I’m just going to preface this by admitting something: I love GNOME 3. It works (for me) and is, in my opinion at least, beautiful in its simplicity. When I show almost anyone my computer, the response is almost always positive – comments usually include ‘thats cool!’ or ‘I like that!’. Its interface is streamlined and non-intrusive, and for myself and many others, allows us to do what we want, without unnecessary intrusion by the GUI.

All that said, I understand peoples dislike, and it does take a bit of getting used to. If you want a traditional desktop in the vein of Windows 95, or are running older hardware, GNOME is probably not for you. When Unity came out in Ubuntu 11.04, I wasn’t a fan and on recommendation, I gave XFCE a try for the first time in many years. I liked XFCE – I still do, and I used it as my main desktop briefly, before discovering GNOME 3. I still run XFCE on an old backup desktop, and keep it installed on my laptop as well. The point is, I understand why some dislike GNOME Shell, though I suspect most complaints can be remedied with extensions.

Whether you want a panel, an application menu, or something else, there is likely an extension for it. Currently, the problem with extensions is their tendency to break between releases. At the Boston Summit, we discussed how to ensure users are given the tools to make GNOME work for them. Currently discussions are centered around compiling a list of ‘supported’ extensions which do not break with every new release. Work is ongoing, but if this is something that interests you, I encourage you to contact us and become involved in the discussion [1, 2].

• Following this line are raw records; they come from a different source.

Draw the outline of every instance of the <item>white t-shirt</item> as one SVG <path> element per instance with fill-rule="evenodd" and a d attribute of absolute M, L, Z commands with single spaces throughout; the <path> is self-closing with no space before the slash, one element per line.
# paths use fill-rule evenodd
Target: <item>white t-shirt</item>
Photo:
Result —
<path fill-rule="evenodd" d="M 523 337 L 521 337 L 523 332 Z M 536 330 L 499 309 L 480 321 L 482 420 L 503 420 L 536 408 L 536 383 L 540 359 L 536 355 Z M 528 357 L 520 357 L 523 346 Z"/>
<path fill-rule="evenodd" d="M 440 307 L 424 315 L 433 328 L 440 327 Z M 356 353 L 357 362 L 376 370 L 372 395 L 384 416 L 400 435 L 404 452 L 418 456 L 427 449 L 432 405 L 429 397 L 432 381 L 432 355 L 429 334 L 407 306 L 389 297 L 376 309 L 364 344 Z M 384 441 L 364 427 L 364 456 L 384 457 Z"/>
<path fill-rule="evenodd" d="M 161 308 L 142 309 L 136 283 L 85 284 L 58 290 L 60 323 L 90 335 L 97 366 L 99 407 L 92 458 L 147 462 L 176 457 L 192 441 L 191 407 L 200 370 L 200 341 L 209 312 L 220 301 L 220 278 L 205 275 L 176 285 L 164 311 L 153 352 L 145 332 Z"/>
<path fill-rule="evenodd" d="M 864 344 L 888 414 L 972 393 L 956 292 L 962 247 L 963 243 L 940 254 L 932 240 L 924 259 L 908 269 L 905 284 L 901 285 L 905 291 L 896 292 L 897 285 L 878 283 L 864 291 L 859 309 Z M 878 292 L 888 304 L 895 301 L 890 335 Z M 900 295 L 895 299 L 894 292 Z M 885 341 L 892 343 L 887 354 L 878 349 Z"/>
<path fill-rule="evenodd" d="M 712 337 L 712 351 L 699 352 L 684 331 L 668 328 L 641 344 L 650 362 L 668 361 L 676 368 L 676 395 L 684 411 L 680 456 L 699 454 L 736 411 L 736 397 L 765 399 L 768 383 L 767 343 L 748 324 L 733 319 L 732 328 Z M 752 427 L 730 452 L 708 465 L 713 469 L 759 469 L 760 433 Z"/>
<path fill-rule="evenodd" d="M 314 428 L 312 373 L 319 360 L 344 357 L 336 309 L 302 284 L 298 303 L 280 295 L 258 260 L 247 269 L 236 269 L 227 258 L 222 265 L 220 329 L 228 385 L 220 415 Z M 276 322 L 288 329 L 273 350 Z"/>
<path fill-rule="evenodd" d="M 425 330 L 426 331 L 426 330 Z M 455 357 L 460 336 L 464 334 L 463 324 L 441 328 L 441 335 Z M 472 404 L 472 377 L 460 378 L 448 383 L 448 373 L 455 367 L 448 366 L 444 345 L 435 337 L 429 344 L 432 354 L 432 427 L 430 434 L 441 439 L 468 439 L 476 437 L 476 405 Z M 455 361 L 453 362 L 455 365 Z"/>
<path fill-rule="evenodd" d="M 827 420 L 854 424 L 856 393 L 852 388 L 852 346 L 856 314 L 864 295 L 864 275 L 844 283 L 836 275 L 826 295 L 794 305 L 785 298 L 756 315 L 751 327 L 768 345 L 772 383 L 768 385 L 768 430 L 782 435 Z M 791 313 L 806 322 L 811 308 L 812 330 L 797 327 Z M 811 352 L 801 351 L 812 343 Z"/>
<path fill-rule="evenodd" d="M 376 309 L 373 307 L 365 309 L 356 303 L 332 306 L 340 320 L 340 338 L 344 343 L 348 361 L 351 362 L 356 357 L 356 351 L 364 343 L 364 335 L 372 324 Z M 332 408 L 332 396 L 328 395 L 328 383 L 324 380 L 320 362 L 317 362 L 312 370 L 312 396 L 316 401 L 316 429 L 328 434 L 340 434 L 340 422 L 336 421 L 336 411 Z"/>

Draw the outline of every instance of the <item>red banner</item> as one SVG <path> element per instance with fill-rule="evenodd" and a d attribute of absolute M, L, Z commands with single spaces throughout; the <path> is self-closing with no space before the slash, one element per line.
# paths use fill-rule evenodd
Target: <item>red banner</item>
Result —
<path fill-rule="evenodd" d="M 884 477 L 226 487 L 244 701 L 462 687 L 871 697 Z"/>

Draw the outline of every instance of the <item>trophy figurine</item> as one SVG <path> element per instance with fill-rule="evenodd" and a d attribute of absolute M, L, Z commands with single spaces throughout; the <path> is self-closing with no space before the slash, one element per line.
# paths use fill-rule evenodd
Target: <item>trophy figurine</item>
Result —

As for the impending removal of fallback mode, and the way it was announced all I can say is I’m sorry. As in much of the FOSS world, communication skills are (unfortunately) not one of the GNOME community’s great strengths, particularly from a users’ perspective. The result of which is negative press when something is changed or removed, with the imminent removal of fallback mode being the latest manifestation thereof.

Fallback mode, as I understand it, was never meant to be a permanent part of GNOME 3. Its removal has been planned since its inception, though that does not appear to have been communicated to the larger community.  One factor which has contributed to the confusion was the renaming of  ‘fallback mode’ to ‘GNOME Classic’ in some distributions. Today it is neither used nor tested by a majority of GNOME developers, resulting in numerous bugs large and small.  Whats more, since its original purpose (making gnome-shell usable without hardware acceleration) is largely null with LLVMpipe, it has outlived its usefulness, and the result is its imminent removal from GNOME 3.8.

I know that much, perhaps all of the above is upsetting to fallback mode users. If you are one of them, I encourage you to do two things. First, checkout extensions.gnome.org and determine if your issues with GNOME Shell can be fixed with extensions. If so, wonderful! If not, and GNOME 3 is simply not for you, by all means, look at the many other options available. Personally, I’m a fan of XFCE, but you may prefer LXDE, Enlightenment or something else entirely.